Due to government’s unwavering efforts, in 2015, the Inter-Parliamentary Union updated its database to reveal that Rwanda had more women than men in parliament at 63.8%. Still in 2015, the Global Gender Gap Report named Rwanda as the best place to be a woman in Africa, also the sixth in closing gender gaps world-wide. All these achievements indicate a strong commitment for advancing and sustaining gender equality and empowerment.
However, we can’t blindly ignore the few cases that still impede the development of women. The Rwanda National Police in one its periodic reports indicated a decline in rape, defilement and physical abuse cases, but even the few victims of GBV are inexcusable. The ordeals narrated by the women who fall prey of the shameless men in the society reveal a permanent damage on the victims. Studies have indicated that some women in our lives are either sexual-assault victims or survivors of domestic abuse and these life experiences leave life-time pain and trauma. Some women sustain permanent physical injuries, others live miserable lives while others lose their lives.

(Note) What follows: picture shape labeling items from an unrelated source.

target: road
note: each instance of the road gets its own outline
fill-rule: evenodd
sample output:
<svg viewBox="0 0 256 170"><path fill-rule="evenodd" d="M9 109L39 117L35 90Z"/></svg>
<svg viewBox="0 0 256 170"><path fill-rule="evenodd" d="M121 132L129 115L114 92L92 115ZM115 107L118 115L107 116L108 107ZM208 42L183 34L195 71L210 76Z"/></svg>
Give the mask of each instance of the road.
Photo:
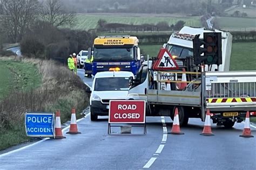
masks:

Scanning through the regional or global scene, women are still trafficked and sold as sex slaves. Women and girls are ensnared in sex trafficking in a variety of ways: some are lured with offers of legitimate work as shop assistants or waitresses in developed countries, while others are promised marriage, educational opportunities or even a better life. Worse still, many are sold into trafficking by boyfriends, friends, neighbors or even parents. When the protector becomes the betrayer, just for an extra coin! The victims are physically and psychologically tortured, deprived of food and sleep and forced to start a new and degrading life.
One thing that I have always asked myself but failed to get an answer is, “they are our mothers, daughters, aunties, sisters, friends, spouses, nieces and cousins, but why do we hurt or abuse them to an extent of even killing them, why beat them up simply because we want to feel more powerful, why plot deviously against them for a few minutes pleasure?” Well, this still boggles my mind, but maybe I am not alone. Either way, I believe that the best way to eliminate violence against women is not only speaking out but having the men’s voice strongly backing them. #BeBoldForChange, stand up and fight injustices against women!